Johnson and Statham, both alpha-male movie stars, fall easily into the movie’s heady, diesel-fuel mix of banter, ballistics and beefy, bone-crunching, balls-to-the-wall beatdowns. Director David Leitch (Atomic Blonde, Deadpool 2) has a good grip on combining outrageous action with good ol’ buddy comedy, and he understands that the supercharged engine of the Fast & Furious movies has always purred with the warm, steady hum of another f-word, family.

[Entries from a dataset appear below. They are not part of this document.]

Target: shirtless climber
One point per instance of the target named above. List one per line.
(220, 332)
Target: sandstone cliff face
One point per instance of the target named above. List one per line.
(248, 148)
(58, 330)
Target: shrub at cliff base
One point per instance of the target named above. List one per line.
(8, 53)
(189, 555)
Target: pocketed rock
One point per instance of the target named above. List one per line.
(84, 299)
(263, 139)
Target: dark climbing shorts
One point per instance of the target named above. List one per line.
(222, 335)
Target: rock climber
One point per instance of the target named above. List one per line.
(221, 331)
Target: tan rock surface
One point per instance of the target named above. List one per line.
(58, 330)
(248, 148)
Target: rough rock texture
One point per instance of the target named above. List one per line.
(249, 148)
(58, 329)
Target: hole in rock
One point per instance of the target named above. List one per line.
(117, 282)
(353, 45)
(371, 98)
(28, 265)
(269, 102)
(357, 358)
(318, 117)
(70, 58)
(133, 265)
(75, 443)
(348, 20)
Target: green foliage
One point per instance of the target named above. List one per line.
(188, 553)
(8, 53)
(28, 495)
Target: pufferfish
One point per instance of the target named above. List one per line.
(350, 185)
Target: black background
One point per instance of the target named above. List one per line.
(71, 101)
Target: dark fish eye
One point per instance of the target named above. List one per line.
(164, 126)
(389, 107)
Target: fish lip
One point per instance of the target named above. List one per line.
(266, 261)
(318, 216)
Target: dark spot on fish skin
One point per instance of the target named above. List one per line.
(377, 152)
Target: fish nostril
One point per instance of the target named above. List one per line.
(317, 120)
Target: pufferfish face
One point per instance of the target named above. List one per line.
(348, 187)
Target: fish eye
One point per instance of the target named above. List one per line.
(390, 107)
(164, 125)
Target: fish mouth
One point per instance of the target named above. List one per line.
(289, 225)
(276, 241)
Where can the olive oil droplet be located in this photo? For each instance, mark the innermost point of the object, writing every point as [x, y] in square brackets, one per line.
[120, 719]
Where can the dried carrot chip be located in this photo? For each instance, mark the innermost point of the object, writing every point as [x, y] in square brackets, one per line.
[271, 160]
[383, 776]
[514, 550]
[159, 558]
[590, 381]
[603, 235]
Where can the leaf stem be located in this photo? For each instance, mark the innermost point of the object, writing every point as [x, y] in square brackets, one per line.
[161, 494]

At one point in Hobbs & Shaw, a multi-vehicle pursuit seems to lead into a dead end. Oh, no! Was it in London? Or the Ukraine? Or that narrow mountain road in Samoa, with four or five cars and trucks daisy-chained to a helicopter, about to pull them all over a cliff, and Hobbs holding them all together, like Hercules?

“We’re running out of road!” shouts Hattie.

Not to worry. With two more Fast & Furious movies already in the pipeline, an animated Netflix series this fall, and maybe even another spinoff coming down the pike, there’s still plenty of room for the F&F franchise to roam, a lot more road to ride. It’s a big, wide world, there’s always somewhere else to go, and just look around—there are so many places that haven’t been destroyed yet!